Since he took office for the second term in December 2012, Japan’s Prime Minister Shinzo Abe has had a tumultuous tenure. Along with being at the forefront of domestic political controversy surrounding reports of cronyism last year that threatened his prime ministership, Abe has also had to deal with worsening relations with neighbour South Korea. However, Abe has managed to survive it all. On November 20, he will become the longest-serving Japanese Prime Minister in history.
In the last three decades, since the reign of former Emperor Akihito began in 1989, Japan has had 17 Prime Ministers. Abe himself has served twice — the first tenure lasted from 2006 to 2007 and the present one started in 2012. Abe’s second stint as prime minister brought some much-needed stability and respite to the constantly changing top leadership of the country. Most of Abe’s predecessors had been in office for only a year or less.
Abe’s economic policies, also called ‘Abenomics’, that helped him get elected again in 2012 and his hardline stance regarding Japan’s revisionist history, particularly the country’s colonial history, has led to many observers describing him as a right-wing nationalist leader.
In May 2017, Abe set a deadline of 2020 by which he aimed to revise Article 9 of the Japanese Constitution, a goal that the prime minister has struggled to achieve.
Following the end of the Second World War, Japan’s Constitution came into effect on May 3, 1947. At the behest of the United States, a clause in the Japanese Constitution forbade the country from maintaining an army, navy or air force. Article 9 of Japan’s Constitution stipulates that “the Japanese people forever renounce war as a sovereign right of the nation”.

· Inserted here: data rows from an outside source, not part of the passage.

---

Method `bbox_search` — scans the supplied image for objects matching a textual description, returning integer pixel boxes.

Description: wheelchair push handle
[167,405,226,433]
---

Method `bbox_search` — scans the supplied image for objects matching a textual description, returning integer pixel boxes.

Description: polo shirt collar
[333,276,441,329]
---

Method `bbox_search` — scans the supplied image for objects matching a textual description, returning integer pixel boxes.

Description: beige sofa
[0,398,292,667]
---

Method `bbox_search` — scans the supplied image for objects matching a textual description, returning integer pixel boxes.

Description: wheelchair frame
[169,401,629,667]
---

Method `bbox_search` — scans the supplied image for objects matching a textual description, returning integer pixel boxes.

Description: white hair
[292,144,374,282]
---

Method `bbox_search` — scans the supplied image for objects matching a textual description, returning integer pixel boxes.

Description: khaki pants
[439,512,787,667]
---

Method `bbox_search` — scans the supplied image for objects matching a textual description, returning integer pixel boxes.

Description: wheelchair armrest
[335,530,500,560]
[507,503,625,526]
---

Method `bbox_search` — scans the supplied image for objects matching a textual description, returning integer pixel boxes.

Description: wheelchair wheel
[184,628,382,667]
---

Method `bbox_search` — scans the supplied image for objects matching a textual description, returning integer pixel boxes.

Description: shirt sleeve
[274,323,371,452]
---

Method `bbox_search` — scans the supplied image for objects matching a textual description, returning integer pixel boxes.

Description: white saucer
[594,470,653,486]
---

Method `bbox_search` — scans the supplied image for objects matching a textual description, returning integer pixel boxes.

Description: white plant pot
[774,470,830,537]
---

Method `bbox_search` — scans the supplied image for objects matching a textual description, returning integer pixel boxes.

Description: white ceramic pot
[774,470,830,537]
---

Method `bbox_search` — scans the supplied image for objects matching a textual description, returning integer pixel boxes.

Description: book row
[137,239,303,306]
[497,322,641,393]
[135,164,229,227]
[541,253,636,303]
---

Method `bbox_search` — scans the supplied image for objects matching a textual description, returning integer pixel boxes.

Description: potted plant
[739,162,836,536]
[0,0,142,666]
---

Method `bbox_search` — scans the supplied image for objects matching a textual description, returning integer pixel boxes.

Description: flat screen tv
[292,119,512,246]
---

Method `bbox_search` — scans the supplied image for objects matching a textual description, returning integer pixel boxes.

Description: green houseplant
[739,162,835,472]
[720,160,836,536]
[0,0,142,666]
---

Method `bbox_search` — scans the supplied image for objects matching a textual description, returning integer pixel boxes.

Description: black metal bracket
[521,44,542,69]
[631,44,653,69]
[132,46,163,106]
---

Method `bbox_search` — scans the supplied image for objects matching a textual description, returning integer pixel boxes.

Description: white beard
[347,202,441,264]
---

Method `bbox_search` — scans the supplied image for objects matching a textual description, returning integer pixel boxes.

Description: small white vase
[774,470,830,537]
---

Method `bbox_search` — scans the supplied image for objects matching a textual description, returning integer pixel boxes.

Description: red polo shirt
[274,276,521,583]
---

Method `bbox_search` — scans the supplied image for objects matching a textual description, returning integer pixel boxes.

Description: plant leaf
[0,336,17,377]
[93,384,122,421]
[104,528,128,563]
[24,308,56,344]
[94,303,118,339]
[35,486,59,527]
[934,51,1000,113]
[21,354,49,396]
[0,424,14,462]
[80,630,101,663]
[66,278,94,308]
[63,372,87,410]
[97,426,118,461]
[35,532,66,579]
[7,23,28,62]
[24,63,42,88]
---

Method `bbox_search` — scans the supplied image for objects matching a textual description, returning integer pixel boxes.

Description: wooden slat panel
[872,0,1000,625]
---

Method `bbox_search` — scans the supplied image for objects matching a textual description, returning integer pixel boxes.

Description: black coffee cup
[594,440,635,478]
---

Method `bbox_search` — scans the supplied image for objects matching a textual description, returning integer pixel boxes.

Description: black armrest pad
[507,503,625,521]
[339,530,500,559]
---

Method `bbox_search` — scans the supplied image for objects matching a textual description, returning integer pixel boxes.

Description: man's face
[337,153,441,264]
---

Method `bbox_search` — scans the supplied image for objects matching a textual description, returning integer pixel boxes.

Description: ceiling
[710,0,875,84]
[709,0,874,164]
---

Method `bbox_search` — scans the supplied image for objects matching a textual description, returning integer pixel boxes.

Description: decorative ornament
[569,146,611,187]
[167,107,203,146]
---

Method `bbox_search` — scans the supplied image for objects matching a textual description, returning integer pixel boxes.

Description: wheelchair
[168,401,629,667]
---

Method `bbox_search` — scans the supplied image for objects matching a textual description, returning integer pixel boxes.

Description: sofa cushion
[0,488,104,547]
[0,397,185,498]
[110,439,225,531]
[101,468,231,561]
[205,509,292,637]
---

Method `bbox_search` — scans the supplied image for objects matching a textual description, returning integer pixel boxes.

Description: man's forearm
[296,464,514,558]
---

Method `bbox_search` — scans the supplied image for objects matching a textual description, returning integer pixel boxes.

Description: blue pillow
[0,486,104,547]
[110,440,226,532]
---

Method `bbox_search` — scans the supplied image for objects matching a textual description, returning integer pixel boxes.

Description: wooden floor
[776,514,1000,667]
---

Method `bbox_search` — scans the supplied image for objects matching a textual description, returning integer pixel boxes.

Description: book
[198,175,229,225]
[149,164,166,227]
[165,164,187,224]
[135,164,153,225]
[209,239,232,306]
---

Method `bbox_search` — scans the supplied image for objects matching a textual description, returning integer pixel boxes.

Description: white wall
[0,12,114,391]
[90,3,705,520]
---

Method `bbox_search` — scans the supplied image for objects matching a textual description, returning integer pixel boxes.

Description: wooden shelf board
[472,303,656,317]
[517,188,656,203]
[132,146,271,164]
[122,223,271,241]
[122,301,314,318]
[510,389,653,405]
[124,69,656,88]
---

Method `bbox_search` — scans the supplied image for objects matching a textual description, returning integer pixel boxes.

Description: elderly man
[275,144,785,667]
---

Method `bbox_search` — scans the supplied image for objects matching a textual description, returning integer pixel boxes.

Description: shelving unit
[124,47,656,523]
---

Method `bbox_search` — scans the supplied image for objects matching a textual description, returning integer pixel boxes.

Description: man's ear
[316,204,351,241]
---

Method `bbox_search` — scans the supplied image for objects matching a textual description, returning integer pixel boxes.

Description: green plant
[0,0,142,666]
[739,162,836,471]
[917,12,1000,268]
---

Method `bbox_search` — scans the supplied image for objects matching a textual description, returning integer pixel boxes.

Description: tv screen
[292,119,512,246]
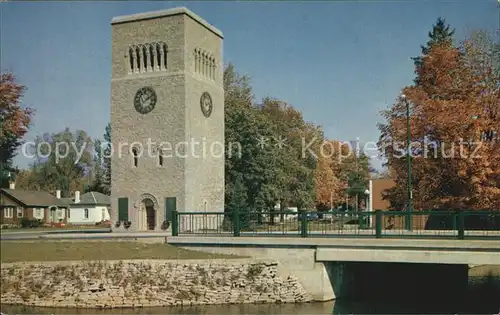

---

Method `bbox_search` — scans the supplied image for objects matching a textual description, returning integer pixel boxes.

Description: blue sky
[0,0,499,167]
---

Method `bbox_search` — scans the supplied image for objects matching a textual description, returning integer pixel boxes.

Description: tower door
[144,199,156,230]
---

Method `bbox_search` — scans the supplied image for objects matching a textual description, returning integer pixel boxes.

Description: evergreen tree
[412,17,455,84]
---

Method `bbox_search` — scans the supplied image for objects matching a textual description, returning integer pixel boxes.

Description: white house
[68,191,111,224]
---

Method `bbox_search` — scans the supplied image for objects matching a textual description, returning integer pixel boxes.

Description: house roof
[0,188,67,207]
[71,191,111,206]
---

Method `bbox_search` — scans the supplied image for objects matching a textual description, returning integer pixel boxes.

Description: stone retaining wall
[1,259,312,308]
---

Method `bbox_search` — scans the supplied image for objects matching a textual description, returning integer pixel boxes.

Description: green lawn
[0,240,242,263]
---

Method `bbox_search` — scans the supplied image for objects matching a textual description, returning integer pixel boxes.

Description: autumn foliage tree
[0,73,33,187]
[379,30,500,209]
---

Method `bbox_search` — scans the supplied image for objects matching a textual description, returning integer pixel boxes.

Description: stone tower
[110,8,224,231]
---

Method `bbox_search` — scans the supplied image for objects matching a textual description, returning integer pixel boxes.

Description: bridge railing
[172,210,500,239]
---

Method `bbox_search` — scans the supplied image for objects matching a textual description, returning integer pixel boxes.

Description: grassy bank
[0,240,242,263]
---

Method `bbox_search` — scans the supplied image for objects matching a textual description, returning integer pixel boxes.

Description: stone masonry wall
[0,259,312,308]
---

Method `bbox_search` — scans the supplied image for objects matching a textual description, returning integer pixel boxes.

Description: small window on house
[33,208,44,220]
[3,208,14,218]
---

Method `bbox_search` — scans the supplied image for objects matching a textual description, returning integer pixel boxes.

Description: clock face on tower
[200,92,214,118]
[134,86,156,114]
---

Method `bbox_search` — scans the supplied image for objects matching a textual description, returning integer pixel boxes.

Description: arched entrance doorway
[142,198,156,230]
[137,193,160,231]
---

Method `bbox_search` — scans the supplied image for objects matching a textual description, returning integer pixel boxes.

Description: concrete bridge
[167,236,500,301]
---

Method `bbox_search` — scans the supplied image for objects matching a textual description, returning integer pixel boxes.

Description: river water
[1,277,500,315]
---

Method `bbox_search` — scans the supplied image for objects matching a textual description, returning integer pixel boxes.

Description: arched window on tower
[155,43,161,69]
[162,43,168,69]
[135,47,141,71]
[132,148,139,167]
[148,45,155,71]
[128,47,135,72]
[142,46,148,71]
[158,149,163,166]
[194,49,198,72]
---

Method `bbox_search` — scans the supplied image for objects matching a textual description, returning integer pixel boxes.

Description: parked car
[298,212,319,221]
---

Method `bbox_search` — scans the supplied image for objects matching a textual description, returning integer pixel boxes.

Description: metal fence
[172,210,500,239]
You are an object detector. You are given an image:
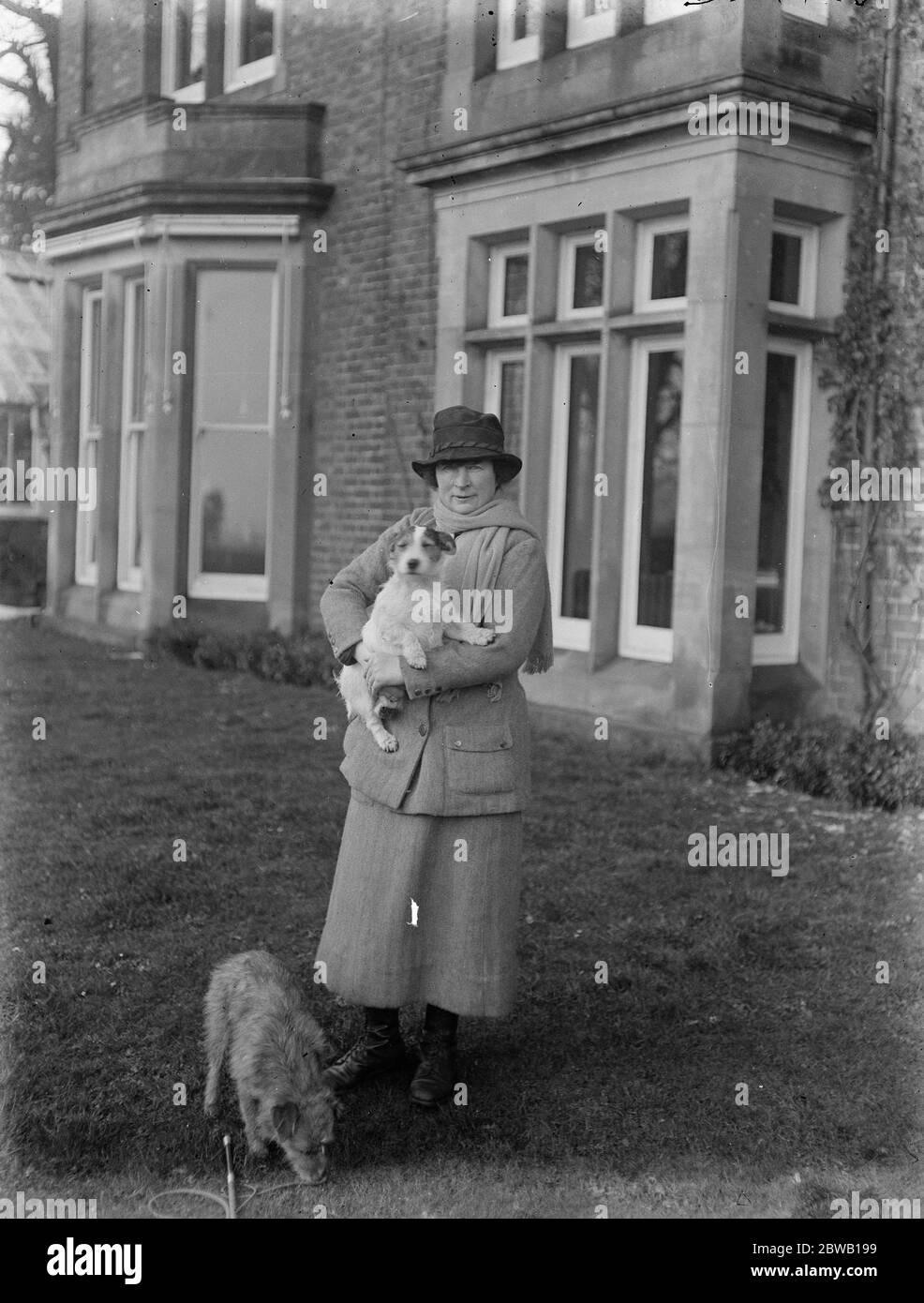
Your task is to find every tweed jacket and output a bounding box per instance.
[320,507,546,815]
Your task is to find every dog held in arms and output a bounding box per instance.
[204,950,339,1186]
[337,525,495,751]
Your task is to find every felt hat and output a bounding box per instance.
[410,407,523,480]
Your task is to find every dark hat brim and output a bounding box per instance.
[410,445,523,475]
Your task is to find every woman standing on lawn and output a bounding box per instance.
[317,407,553,1108]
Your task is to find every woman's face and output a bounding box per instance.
[437,460,498,516]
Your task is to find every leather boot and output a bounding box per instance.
[323,1009,407,1090]
[410,1005,459,1109]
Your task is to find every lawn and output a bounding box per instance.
[0,622,924,1219]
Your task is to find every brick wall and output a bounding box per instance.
[286,0,443,622]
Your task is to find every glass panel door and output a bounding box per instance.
[189,271,277,601]
[117,278,146,592]
[619,338,683,661]
[548,344,600,652]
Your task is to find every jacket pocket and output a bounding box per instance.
[446,725,516,794]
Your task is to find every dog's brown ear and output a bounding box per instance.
[435,529,456,557]
[270,1100,298,1140]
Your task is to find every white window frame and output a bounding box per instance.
[643,0,703,27]
[781,0,830,27]
[186,273,280,602]
[768,221,818,317]
[546,341,604,652]
[619,335,686,665]
[495,0,540,71]
[74,288,103,588]
[160,0,206,104]
[116,277,147,592]
[567,0,620,50]
[224,0,283,91]
[484,348,528,507]
[752,337,813,665]
[487,240,533,326]
[634,215,690,313]
[558,227,608,321]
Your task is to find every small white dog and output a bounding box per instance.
[337,525,495,751]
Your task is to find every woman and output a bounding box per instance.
[317,407,551,1108]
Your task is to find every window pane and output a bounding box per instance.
[1,412,33,468]
[78,439,99,565]
[498,362,524,455]
[503,253,529,317]
[571,244,604,307]
[129,430,144,568]
[559,354,600,621]
[196,271,273,425]
[514,0,540,40]
[173,0,207,90]
[754,353,797,634]
[241,0,276,64]
[129,280,144,421]
[87,298,103,430]
[770,231,801,304]
[637,352,683,629]
[651,231,687,298]
[197,430,270,575]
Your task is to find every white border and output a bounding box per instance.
[768,221,818,317]
[755,337,813,665]
[495,0,541,71]
[116,277,147,592]
[546,343,604,652]
[46,213,298,262]
[619,335,686,665]
[224,0,283,91]
[567,0,621,50]
[74,288,104,588]
[484,348,529,509]
[160,0,209,104]
[487,240,533,326]
[781,0,828,27]
[633,214,690,313]
[186,266,279,602]
[557,227,608,321]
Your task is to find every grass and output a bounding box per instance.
[0,622,924,1219]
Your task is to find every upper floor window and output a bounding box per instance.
[497,0,543,70]
[160,0,209,100]
[781,0,828,24]
[224,0,281,90]
[768,221,818,317]
[568,0,619,50]
[558,231,606,318]
[634,217,690,313]
[487,244,529,326]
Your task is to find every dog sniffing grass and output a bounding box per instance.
[204,950,337,1185]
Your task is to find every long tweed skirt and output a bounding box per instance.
[317,792,523,1018]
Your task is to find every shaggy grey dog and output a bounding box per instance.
[206,950,337,1185]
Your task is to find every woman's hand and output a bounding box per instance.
[356,652,404,701]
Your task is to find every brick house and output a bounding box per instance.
[46,0,917,746]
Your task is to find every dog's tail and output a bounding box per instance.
[204,978,231,1113]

However, the country does have the Self-Defense Forces that has one of the largest defence budgets in the world and in fact, according to some observers, operates as a military force. According to some researchers focusing on Japan, one interpretation of the Japanese Constitution is that it disallows any military force, even for self-defense purposes. Some researchers and the government believe the opposite.
After the Self-Defense Forces were established in 1954, the Japanese government began pushing the view that self-defense is an inherent right of sovereign states that Article 9 of the Japanese Constitution does not specifically mention. The Japanese government says the presence of the SDF does not violate the Constitution. Due to the clauses of the Constitution, according to the Japanese government, the country does not possess intercontinental ballistic missiles and other similar weapons.
In July 2014, Abe circumvented Japanese laws and approved a reinterpretation of Article 9 of the Constitution to give more powers to the Self-Defense Forces, with the approval of the US, to the consternation of its neighbours, South Korea, North Korea and China. Even within Japan, this move by Abe was deemed unconstitutional by some citizens and politicians who believed he had deliberately circumvented constitutional amendment procedures.
Abe and the political party that he belongs to, the Liberal Democratic Party, have wanted a full revision of Article 9 and have stated that the proposed revisions would permanently settle existing debates about the status of the SDF.
Abe’s consistent historical revisionism—the reinvention of historically recorded occurrences—particularly with regard to Japan’s colonial history has caused him to be a controversial figure in world politics, particularly with regard to Japan-South Korea relations. Both countries have had a contentious relationship, and over the past few years, diplomatic relations between the two have worsened and impacted trade and diplomatic relations. Both countries have been unable to resolve their disputes with regard to the Second World War. A reason for this stalemate may be Abe’s own political leanings and his controversial family history, along with his ancestors’ involvement in the Japanese military forces that occupied territories in the Asia-Pacific. Researchers consider Abe to be a right-wing nationalist leader and according to a BBC news report in 2012, prior to Abe’s appointment as Prime Minister, he was “more right wing than most of his predecessors.”
Of the many cases involving historical revisionism, Abe has consistently denied that the Japanese military subjected women, often referred to as “comfort women”, in North and South Korea, China and in other Asian countries to sexual slavery and abuse during the country’s colonial rule. Abe has dismissed South Korea’s accusations of sexual war crimes committed by Japanese soldiers during colonial rule and implied that the Japanese military did not use force or coercion—a stance that South Korea entirely rejects.